How to Prepare for Open Water Swimming
So you originally picked up swimming as an exercise to get fit, but it has become your favorite hobby. With the weather getting nicer, you’re now thinking of ways to spice it up a little bit. However, prior to swapping the pool for the sea, you have some training to do.
Before you pick a gorgeous place for open water swimming, you have to conquer the fear of getting out of the comfort of the pool and entering the untested area of swimming with currents, dozens of people in close proximity, no hard surfaces to rest on, and not being able to touch the bottom.
“People grabbing you used to make me panic,” says Jenna Parker, former professional triathlete, 3x USLA National Champion, and a 2013 Aquaphor NYC Triathlon winner. “It gave me anxiety so I learned to use mantras.” Repeating to yourself words like “Relax, relax” will prevent you from thinking about anything else.
Practice in small groups
There is no way around it – to get ready for open water swimming, you have to actually get out of the pool. “You have to put yourself in the same situation as during a race,” Parker says. Start by getting in the water last so you’re not in the middle. When you feel comfortable in that situation, move to the side so you have a few other swimmers close to you. Eventually line up in the front when everyone else will be swimming behind you and chasing you. Practice, practice, practice, Parker adds. Then move on to bigger groups.
Focus on your breathing pattern
Set the right breathing pattern for you and swim around it both in practice and during a race, Parker says (Reasons why you should take up swimming). Use it as an anchoring point and stay focused on that. When you’re thinking about your breathing, you won’t be thinking about anything else, including who is around you and whether they will kick you. “Breathing should be the first thing you are thinking about,” she adds. When you have that set, “the body won’t go into panic mode.”
Start in a pool
Don’t get too excited about swimming long distances in the sea. “Get comfortable swimming 12-20 lengths in a row in the pool before open water,” Parker says. “There is no easy way to rest in open water,” she adds. After that, whether you start training in a lake, river or sea depends on where you live. “Just show up and get used to swimming next to people.” Stay on the outside at the beginning and gradually move towards the middle, which will probably be intimidating in the beginning.
Practice head motion in the pool
There will be no black line guiding you when you swim in open water and you’ll have to lift your head quite often in order to see where you’re going. “Practice the motion in the pool to develop the muscles,” Parker says. “Pick your head up and turn.” When you’re outside, sight certain points in order to stay on track. “I’ll pick a tall building to use as a guide,” she adds.

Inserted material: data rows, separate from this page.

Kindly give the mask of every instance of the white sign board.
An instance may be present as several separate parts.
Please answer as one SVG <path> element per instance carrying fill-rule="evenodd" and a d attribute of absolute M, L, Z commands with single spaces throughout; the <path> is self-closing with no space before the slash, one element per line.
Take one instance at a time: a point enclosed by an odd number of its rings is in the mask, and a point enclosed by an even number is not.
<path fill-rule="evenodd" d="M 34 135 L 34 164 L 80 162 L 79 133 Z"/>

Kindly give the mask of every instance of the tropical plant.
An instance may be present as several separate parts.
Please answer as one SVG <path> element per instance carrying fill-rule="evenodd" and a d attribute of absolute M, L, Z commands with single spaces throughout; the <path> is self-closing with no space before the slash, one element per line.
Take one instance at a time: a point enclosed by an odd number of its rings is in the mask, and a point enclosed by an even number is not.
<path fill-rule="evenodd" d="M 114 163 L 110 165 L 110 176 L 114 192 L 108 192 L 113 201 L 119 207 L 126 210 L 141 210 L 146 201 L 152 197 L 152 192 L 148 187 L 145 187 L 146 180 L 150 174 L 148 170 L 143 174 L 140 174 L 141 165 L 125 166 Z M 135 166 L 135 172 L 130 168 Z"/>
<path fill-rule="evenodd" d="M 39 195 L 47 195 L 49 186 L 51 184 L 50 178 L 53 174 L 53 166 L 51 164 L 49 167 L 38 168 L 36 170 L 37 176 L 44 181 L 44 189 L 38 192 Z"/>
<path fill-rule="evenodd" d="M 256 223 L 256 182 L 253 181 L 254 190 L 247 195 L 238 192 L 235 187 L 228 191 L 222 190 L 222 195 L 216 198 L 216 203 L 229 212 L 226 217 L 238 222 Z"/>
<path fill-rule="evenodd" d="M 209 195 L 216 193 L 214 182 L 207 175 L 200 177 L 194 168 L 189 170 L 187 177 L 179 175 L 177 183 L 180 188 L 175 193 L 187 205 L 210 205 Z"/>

Don’t use a wetsuit if the water and weather are warm
“The wetsuit does a really good job at keeping you warm,” Parker says. So if you wear one when the water is warm and the temperature outside is high enough, you can give yourself heat exhaustion. This can result in confusion, dizziness, fainting, headache and fatigue – none of which are to your advantage when you’re in the water with lifeguards many feet away.